“What were you going to tell me about that granite?”

“Oh, yes,” said the engineer; “I haven’t said much about lighthouse building yet, have I? Well, we’ll begin at the proper place, which is the beginning, and I’ll outline to you and Ray just what we hope to do here on Cobra Reef. I don’t know whether you two have studied that big boulder out there that looks like a snake’s head, but if you have you’ve noticed that it is about fifty feet across in either direction and that at low tide it stands eighteen or twenty feet out of water. Under those circumstances it is not going to be as difficult to build a lighthouse there as it would were the rock submerged all day. As a matter of fact, it is never totally under water, although sometimes the seas break completely over it at high tide.

“Last year when it was decided to supersede the Hood Island light with a more modern structure (you’ve noticed that the present tower is quite antiquated in appearance) engineers from the Bureau of Lighthouses came here and after a great deal of trouble landed on Cobra Head and ran a survey across the rock. Their figures were taken to Washington and studied, and the kind of a lighthouse necessary to crown the reef was decided upon.

“The decision resulted in the adoption of the most common form of light which is known as a monolithic structure; a single shaft of stone. Lighthouses of this character are usually built of granite prepared as the granite you see over there on the cliff’s edge. There are other good lighthouse materials, however. Some structures are built of reenforced concrete, some of steel, and some are nothing more or less than wooden buildings built on steel supports.

“But granite is considered superior material where the light is wave swept, as this one will be. In building a lighthouse of granite it is very necessary that when the pile is completed it shall be almost as solid as a single section of rock. To make this possible a European engineer, a long time ago, devised the plan of making each block of stone lock into the other by means of dove-tailing them. This is accomplished by having the stonecutters in the quarry yards chip projections on the top and one side, and indentations on the bottom and remaining side of the granite building blocks, so that when the stone is put in place the two projections fit into two indentions on the side of the block next to it and the top of the one it rests upon, and the indentions on the side and top are ready to receive the projections of the next stone.”

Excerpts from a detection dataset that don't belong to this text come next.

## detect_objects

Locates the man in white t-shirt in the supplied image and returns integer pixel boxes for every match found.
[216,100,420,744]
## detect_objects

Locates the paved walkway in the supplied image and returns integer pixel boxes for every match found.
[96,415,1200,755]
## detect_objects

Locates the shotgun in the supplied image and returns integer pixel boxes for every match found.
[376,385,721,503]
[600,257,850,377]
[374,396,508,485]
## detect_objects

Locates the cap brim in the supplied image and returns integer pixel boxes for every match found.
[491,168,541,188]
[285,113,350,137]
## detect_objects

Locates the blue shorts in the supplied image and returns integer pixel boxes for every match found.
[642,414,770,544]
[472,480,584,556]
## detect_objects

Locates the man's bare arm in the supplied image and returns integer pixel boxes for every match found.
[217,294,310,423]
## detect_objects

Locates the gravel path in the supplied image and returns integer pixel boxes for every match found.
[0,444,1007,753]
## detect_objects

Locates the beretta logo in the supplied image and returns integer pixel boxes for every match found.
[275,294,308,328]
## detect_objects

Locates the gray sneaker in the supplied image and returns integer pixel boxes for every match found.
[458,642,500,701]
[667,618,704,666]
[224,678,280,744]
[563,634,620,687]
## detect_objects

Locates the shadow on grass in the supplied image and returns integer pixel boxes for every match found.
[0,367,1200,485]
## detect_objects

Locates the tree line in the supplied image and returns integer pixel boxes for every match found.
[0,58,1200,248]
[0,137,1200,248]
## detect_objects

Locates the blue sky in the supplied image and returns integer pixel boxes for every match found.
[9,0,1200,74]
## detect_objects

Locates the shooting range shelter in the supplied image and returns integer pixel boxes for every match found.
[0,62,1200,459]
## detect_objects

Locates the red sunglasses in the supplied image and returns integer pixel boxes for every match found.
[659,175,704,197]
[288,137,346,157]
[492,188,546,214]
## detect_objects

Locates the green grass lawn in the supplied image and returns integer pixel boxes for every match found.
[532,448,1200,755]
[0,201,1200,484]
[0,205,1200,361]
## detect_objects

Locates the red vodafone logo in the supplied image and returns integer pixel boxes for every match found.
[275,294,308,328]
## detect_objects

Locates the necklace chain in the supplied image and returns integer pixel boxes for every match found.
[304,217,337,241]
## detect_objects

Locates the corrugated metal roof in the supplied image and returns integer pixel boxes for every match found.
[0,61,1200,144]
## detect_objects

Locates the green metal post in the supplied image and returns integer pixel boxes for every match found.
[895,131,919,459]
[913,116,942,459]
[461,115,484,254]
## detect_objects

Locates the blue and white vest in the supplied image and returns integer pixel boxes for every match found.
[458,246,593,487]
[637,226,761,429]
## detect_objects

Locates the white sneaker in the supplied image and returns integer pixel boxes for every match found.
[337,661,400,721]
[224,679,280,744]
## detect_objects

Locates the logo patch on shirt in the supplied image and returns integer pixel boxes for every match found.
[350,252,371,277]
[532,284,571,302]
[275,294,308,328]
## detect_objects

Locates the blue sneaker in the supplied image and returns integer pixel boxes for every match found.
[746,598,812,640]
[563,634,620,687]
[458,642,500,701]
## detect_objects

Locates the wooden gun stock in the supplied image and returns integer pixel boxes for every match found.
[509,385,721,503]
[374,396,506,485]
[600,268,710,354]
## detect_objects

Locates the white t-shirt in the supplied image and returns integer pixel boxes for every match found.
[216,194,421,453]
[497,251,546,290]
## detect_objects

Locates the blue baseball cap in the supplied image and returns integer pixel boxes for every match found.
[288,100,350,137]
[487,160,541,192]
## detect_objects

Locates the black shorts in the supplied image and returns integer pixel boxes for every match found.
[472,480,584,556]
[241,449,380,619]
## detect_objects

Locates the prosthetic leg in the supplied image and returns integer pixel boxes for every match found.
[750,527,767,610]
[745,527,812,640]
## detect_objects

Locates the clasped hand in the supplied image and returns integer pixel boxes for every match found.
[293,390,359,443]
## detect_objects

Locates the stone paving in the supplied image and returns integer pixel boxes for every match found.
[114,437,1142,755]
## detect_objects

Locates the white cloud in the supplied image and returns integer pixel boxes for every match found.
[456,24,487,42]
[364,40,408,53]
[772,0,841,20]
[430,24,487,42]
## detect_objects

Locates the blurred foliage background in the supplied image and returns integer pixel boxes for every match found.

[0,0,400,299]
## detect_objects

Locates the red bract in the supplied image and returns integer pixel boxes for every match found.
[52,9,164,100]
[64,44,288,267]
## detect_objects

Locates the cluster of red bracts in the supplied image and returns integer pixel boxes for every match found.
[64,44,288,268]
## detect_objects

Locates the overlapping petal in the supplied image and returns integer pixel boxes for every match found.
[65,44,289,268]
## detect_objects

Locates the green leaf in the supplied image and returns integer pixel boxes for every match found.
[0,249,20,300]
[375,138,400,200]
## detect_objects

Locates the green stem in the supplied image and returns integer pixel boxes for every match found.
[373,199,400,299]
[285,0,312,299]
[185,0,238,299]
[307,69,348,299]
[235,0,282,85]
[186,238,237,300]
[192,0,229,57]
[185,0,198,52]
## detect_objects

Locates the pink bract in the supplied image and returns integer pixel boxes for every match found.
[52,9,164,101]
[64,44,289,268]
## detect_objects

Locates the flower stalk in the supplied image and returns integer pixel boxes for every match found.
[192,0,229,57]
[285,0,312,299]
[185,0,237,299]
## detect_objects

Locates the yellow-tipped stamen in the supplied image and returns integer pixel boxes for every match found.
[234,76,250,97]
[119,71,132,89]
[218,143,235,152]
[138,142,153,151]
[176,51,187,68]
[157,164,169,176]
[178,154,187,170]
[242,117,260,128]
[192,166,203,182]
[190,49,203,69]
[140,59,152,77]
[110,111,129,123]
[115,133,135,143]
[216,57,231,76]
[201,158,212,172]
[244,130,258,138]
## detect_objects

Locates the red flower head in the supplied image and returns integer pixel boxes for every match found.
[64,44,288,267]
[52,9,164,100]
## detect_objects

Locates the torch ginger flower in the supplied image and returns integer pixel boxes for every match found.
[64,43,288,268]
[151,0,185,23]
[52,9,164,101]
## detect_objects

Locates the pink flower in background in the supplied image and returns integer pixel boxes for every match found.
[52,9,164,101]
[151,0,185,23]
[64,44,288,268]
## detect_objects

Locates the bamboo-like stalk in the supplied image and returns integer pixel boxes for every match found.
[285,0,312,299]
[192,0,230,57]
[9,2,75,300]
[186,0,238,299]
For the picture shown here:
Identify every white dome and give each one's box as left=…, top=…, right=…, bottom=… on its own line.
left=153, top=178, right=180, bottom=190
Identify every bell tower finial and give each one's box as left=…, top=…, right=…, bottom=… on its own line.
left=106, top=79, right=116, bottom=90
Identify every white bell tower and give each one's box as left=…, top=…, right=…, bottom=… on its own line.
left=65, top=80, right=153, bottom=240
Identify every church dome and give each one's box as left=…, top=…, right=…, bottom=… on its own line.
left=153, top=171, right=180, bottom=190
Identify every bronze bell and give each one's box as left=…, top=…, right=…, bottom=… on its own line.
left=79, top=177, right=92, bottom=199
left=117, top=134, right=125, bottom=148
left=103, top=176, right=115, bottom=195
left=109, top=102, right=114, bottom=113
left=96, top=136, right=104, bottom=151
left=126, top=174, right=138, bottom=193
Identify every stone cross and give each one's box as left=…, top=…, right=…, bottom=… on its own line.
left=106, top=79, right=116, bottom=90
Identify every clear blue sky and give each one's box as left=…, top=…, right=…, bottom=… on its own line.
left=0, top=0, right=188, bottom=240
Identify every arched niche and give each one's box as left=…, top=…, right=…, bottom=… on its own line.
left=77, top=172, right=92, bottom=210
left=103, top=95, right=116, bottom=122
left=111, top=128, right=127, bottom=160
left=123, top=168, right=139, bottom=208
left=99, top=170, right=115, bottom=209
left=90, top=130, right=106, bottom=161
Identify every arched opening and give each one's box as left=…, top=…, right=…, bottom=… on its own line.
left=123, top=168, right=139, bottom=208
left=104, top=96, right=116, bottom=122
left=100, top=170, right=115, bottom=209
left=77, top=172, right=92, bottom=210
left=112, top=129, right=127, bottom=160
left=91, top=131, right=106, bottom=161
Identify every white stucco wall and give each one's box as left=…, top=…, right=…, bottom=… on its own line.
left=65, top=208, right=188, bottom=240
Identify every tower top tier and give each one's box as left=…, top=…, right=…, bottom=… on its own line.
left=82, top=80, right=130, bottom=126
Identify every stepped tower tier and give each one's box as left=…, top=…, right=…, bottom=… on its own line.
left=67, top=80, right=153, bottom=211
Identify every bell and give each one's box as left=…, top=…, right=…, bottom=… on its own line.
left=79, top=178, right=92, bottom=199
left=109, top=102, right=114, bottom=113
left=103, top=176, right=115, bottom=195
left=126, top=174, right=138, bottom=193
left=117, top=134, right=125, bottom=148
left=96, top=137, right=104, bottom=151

Here Mr. Warner tore a sheet from his engineering note-book and sitting on the edge of one of the big blocks [he sketched out a cross section of the foundation of the proposed lighthouse as well as a sectional view of the structure itself], thus giving the boys a clear idea of how the work would be done.

[Map of Hood Island and Cobra Reef], Sketched by Mr. Warner and Later Filled in by Jack Straw and Forwarded to His Father.

A, Cobra Head. B, Reef. C, Cable-Way Between Island and Reef. D, Granite Blocks. E, Construction Camp. F, Captain Eli Whittaker’s Light. G, Beach. H, Anchorage for Whale-Boats. I, Old Mitchell’s House. J, Anchorage of the Betsy Ann. K, Path from Beach to Camp. L, Cliffs. M, Mitchell’s Flounder Fishing Grounds. N, Mitchell’s Lobster Traps. O, Opening in the Reef Through Which the Blueflower Entered. P, Cross-section of Lighthouse Foundation. Q, Cross-section of Lighthouse Tower.

“The work of shaping the stones is all done at the quarries; indeed the entire lighthouse is erected stone for stone in the quarry yard so that every piece fits perfectly. The blocks are then numbered and the structure is taken apart and shipped here. If you’ll notice each of those granite blocks is numbered according to position and section. In that way there is no delay in preparing materials while construction work is under way.”